Another participant lashed back saying that would be a wash because then people who had to pay more in to the system should also get that back when they retire. Nods circulated the room. Then came the claims that Medicare and Social Security benefits are handed out a little too loosely. Bucklin’s wife Mary, a retired school teacher, said it’s too easy for people to get motorized wheelchairs when they may not really need them.

“These advertisements bother me where they say ‘well, come in, we’ll guarantee to help you get one’. Well, if a person really needs a scooter, I’m all for it. But sometimes I think people are encouraged to get scooters when maybe they should get up and try to walk a little bit, reduce a little weight, be a little healthier.”

With a Latino retiree sitting within arm’s reach, Joe Fornino mused that maybe the government should stop handing out benefits to people who haven’t paid into the system.

“They’re giving away so much free medical help to ‘illegals’ and I don’t think that should be.
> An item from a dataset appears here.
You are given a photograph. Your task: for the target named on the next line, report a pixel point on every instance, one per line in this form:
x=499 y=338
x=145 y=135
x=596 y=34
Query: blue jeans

Those that – I mean, you have to take care of people, you do – but these people should be held responsible and billed to pay back the hospitals and whoever is footing the bill for them.”

Fornino, a retiree in Lutz, continued that he doesn’t mind helping someone in need as long as it’s not a permanent hand out.

“Pay your way. Pay your way, bottom line. Pay your way. Get out and clean our streets. Paint our fire hydrants. I don’t care what you have to do. Pay your way.”

But the one thing that every single person in attendance, including the 26-year-old grandson who tagged along, agreed on was that it’s not seniors who need to worry. That’s something AARP’s Cyr said she’s been hearing more and more.

“They are very much concerned, not necessarily about their own benefits, but what’s going to happen to their children and grandchildren.”

Mary Bucklin said the possibly bleak prognosis facing Social Security in particular should be a reason for younger generations to jump into action and make sure they have a contingency plan.

“I feel the same way about retirement. Maybe we need to show them Social Security, like a said, is a safety net. It’s not what you retire on and can continue to live high on the hog.”

Cyr and other AARP staff said they are compiling the information from meetings like this one statewide as part of a national effort. Their findings will be distributed to the national board of directors and then as far up as presidential candidates. That includes President Obama.